Tuesday, May 22, 2012

Surplus

This comes up from time-to-time in 401(k) meetings: the Social Security thing:

... [Social Security's] surplus is almost twice the $1.4 trillion collected in personal and corporate income taxes last year. And it is projected to go on growing until 2021, the year the youngest Baby Boomers turn 67 and qualify for full old-age benefits. ...

From 1961 through 2011, the year covered in the last Social Security report, Social Security taxes exploded from 3.1 percent of Gross Domestic Product to 5.5 percent.

Income taxes went the other way. The personal income tax slipped from 7.8 percent of the economy to 7.3 percent, with most of the decline enjoyed by people in the top 1 percent of incomes. The big drop was in the corporate income tax, which fell from 4 percent of the economy to 1.2 percent. ...

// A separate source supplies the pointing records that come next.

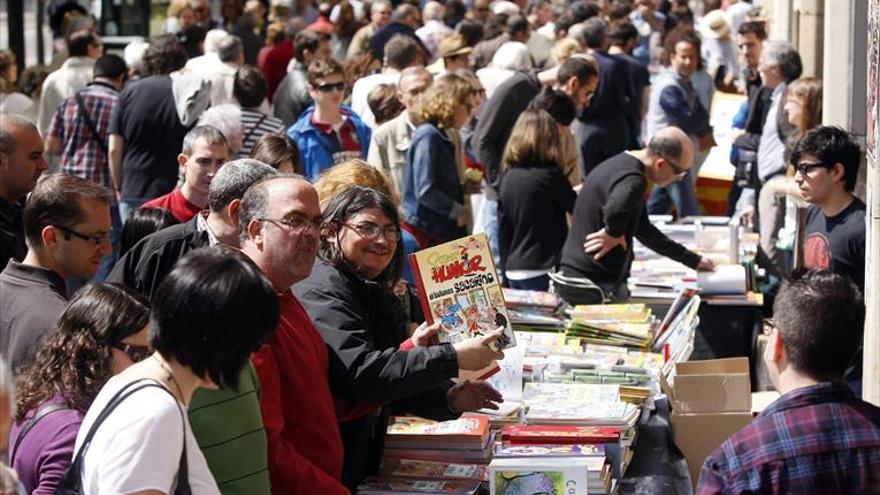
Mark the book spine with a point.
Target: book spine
(420, 287)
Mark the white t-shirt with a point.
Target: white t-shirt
(361, 90)
(138, 446)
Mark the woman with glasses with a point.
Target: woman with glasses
(101, 332)
(210, 314)
(349, 298)
(433, 196)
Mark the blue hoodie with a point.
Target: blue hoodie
(315, 148)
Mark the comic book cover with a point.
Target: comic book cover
(458, 285)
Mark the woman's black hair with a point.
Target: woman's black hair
(142, 222)
(347, 203)
(212, 312)
(76, 360)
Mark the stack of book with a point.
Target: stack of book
(431, 457)
(578, 404)
(465, 440)
(534, 311)
(628, 325)
(553, 459)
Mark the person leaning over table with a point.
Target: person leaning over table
(196, 325)
(610, 211)
(818, 437)
(349, 298)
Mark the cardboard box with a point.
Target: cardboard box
(713, 386)
(698, 435)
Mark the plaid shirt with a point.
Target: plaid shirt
(81, 154)
(813, 440)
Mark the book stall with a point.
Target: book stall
(579, 383)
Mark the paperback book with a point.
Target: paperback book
(459, 286)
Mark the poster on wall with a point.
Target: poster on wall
(873, 108)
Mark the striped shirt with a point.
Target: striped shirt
(253, 126)
(813, 440)
(82, 154)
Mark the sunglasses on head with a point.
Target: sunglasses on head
(328, 87)
(804, 168)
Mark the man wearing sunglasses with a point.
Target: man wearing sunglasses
(610, 211)
(826, 162)
(67, 231)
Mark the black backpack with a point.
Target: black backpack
(71, 483)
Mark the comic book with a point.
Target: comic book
(458, 285)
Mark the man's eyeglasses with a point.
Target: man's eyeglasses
(328, 87)
(372, 231)
(137, 353)
(680, 173)
(804, 168)
(297, 224)
(97, 240)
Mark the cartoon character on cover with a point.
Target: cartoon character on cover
(463, 250)
(449, 314)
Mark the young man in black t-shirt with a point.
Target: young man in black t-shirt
(826, 162)
(610, 211)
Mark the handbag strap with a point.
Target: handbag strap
(129, 389)
(254, 128)
(81, 110)
(40, 414)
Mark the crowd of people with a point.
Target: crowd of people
(203, 241)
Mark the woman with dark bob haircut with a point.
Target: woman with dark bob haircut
(210, 313)
(349, 297)
(102, 331)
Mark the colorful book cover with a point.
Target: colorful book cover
(530, 476)
(468, 428)
(505, 449)
(458, 285)
(612, 312)
(397, 486)
(559, 434)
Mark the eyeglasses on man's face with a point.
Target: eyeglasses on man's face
(372, 231)
(804, 168)
(328, 87)
(97, 240)
(296, 224)
(137, 353)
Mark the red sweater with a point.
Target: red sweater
(305, 448)
(178, 205)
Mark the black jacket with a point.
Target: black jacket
(12, 244)
(496, 122)
(613, 199)
(759, 106)
(363, 324)
(147, 263)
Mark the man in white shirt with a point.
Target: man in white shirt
(434, 29)
(74, 75)
(401, 52)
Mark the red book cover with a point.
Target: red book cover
(458, 285)
(559, 434)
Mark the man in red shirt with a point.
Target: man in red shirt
(205, 150)
(280, 222)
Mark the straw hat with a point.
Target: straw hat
(716, 25)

So to recap: Over the past three decades, the middle and lower brackets have shouldered most of the funding of their own retirements. In effect, the Middle Class has prepaid its own Social Security retirement fund. Yet if you listen to various talking heads, they'll inform you that all of those bonds in the Social Security trust fund are "worthless i.o.u.s," (as opposed to all those Treasury bonds in high-flyers' portfolios, which are ... you know ... "full faith and credit" i.o.u.s.)

I bring this up because lots of thirty and forty-somethings tell me that they don't think that "Social Security" will be around when they reach retirement age. Well, if they vote the right set of people into office, they can certainly make that prediction come true.

But they don't have to vote that way. Especially if they want some kind of decent retirement.